Picture this. It's 4pm on a Friday and you're stuck in a Teams meeting you're barely paying attention to. As you're about to phase out of consciousness your coworker drops the coldest line you've ever heard:

"See, the problem is..."

You feel butterflies in your stomach at the prospect of the problem finally being identified. You want to cry, laugh, hug a family member, high five a stranger - something to release this overwhelming surge of emotions.

You need a distraction, so you go to old.reddit.com/r/programming and mindlessly click the first post you see. The top comment is from a distinguished scholar you recognise, one u/shartboi420. His comment starts with "I think the problem is...". A cold sweat emerges as you begin to notice a pattern. Two problems identified in one day. Is this even possible?


What sparked this post was seeing some variation of the phrase "the problem is..." five times in a single work day. When I thought the worst was over me Reddit delivered the coup de grĂ¢ce. Now I was determined to find out how many problems have been identified on /r/programming and who exactly is the best problem identifier.

First I would need access to the dataset of all comments on /r/programming. At a glance Pushshift seemed like the right choice, except they require that you're a moderator and unfortuntely life hasn't been so kind to me yet.

After some digging around I came across this very helpful post by u/Watchful1. It's a torrent with a dump file for the submissions and comments of the top 40 thousand most popular subreddits, exactly what I needed. It seems to be a fairly complete dataset from the start of Reddit until the end of 2024. They even generously included a script that after some slight modification did exactly what I needed.

After downloading the comments for /r/programming and slightly modifying the script to search for occurences of "the problem is", I was finally ready.

I started the script and 81 seconds later had produced my life's work. the_problem.csv. It's a CSV containing every problem identified on /r/programming, around 36,267 in total.
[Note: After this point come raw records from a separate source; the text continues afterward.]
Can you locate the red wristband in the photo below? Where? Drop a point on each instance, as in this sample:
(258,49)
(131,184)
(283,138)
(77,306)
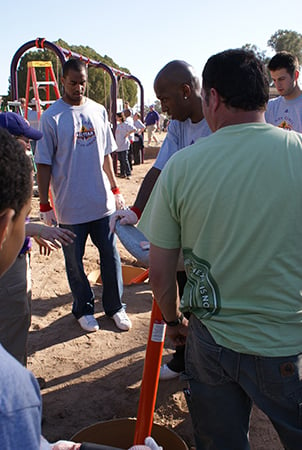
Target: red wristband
(45,207)
(115,190)
(137,211)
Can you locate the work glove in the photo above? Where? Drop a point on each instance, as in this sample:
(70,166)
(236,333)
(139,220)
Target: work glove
(125,216)
(119,199)
(47,214)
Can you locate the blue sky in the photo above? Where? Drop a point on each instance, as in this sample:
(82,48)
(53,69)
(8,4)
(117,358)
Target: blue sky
(144,36)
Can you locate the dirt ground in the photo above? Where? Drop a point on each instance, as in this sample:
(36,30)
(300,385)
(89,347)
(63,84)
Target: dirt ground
(92,377)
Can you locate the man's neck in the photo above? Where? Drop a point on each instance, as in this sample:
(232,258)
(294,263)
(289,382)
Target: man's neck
(294,94)
(239,118)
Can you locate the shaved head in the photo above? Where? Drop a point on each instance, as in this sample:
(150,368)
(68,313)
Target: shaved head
(178,72)
(177,86)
The overall number of comments scanned was 8,056,545, meaning that comments containing "the problem is" make up approximately 0.45% of all /r/programming comments. I'm not sure if this is higher or lower than I expected, but it still feels like too many.

So now I know how many problems have been identified, but now I want to know who's identifying them. So lets get the top 10 problem identifiers (including u/[deleted]). Fortunately this was trivial using Python.

import csv
from collections import Counter

counts = Counter()

with open("the_problem.csv", "r", encoding="utf-8") as f:
  reader = csv.reader(f)
  for row in reader:
    counts[row[2]] += 1

# The top is always u/[deleted].
# So we get the top 11 instead.
top_11 = counts.most_common(11)

for value, count in top_11:
  print(f"{value}: {count}")

Drumroll please...

  1. u/grauenwolf: 298

  2. u/lookmeat: 204

  3. u/dnew: 184

  4. u/G_Morgan: 175

  5. u/yogthos: 175

  6. u/matthieum: 136

  7. u/pron98: 130

  8. u/killerstorm: 107

  9. u/mirhagk: 107

  10. u/MarshallBanana: 103

Congratulations to u/grauenwolf, you're the winner of the coveted title of Chief Problem Identifier! The problem is I have nothing to give you. Also well done to our runner ups, keep at it and we'll be out of problems in no time.